Roman Senchin – Flood Plains

new publication

Arabic language edition published by Al Arabi Publishing/ Egypt.

A simple story that is often told: Naomi Klein tells it in her non-fictional analysis “This Changes Everything: Capitalism vs. the Climate“. Andrey Zvyagintsev in his Oscar-nominee cinematic drama “Leviathan“. And Roman Senchin’s novel FLOOD PLAINS tells a very actual Siberian version of individual profit verses public welfare.

With the emotional forcefulness of an irrevocable farewell Senchin describes the life in the doomed villages in the centre of the fertile and nourishing countryside while the water inexorably rises.
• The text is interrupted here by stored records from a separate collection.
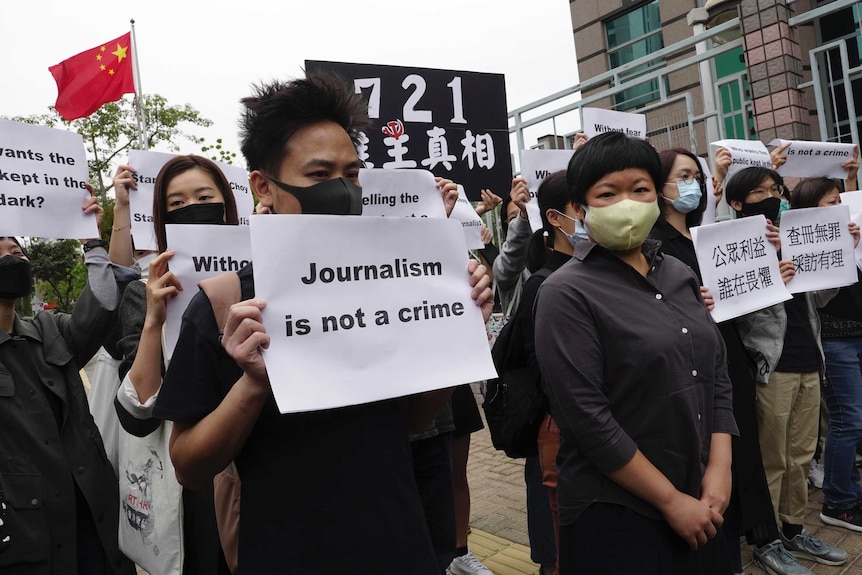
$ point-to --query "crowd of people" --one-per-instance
(666, 437)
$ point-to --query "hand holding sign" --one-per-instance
(448, 192)
(244, 338)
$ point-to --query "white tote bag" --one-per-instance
(151, 503)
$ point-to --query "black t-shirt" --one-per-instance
(800, 353)
(322, 492)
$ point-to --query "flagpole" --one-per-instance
(139, 93)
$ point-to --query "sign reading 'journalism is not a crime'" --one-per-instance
(452, 123)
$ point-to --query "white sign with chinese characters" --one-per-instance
(147, 166)
(739, 266)
(744, 154)
(598, 121)
(388, 317)
(814, 159)
(403, 193)
(43, 172)
(202, 251)
(536, 165)
(820, 245)
(471, 223)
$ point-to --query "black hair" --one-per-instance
(809, 192)
(605, 154)
(553, 194)
(667, 158)
(278, 109)
(745, 180)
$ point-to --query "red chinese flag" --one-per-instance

The undercurrent of the novel is like the Siberian river that once flowed freely: crystal-clear, fast and full of fish.

Anna Matveeva – Vera Stenina’s Envy

new sale

Bulgarian language rights sold to Aviana

VERA STENINA’S ENVY by Ekaterinburg author Anna Matveeva is a novel about a relationship between two women who could not be more different: Julia, beautiful but somewhat ordinary, and Vera, who carries a unique talent inside of her but who is by no means attractive. It is Vera who secretly envies Julia, telling us about it with a fresh sense of self-irony and distance. Little does she know that her closest friend experiences the same pain, not having any particular gift to offer to the world. A gift, because Vera is able to feel a painting. The perfume of the hair of a woman depicted. The inner melody of a piece of art. If it is fake, there will be no sound. She will use this talent successfully in the art industry.

Grigori Kanovich – Devilspel

new sale

Bosnian translation rights sold to Buybook/ Sarajevo

The novel is set during the tragic few weeks in June-July 1941, when the German army in a sudden attack defeated the Red Army and within a few days occupied Lithuania. Grigori Kanovich’s writing is informed by his deep native knowledge of the Lithuanian countryside where he grew up in the 1930s, but he is no less intimately familiar with the Russian and Jewish cultures. Yet his real interest as a writer is in exploring the fundamental and universal ethical conflict between good and evil, which transcends the limits of concrete space and time.

«DEVILSPEL is a moving and elegant novel of fine character portraits, told in restrained but beautiful prose, set in a small town in Lithuania at a watershed moment of history, when ethnic cleansing and the Holocaust enter the lives of the local Jews and non-Jews alike, dividing neighbours and families into persecuted and persecutors.»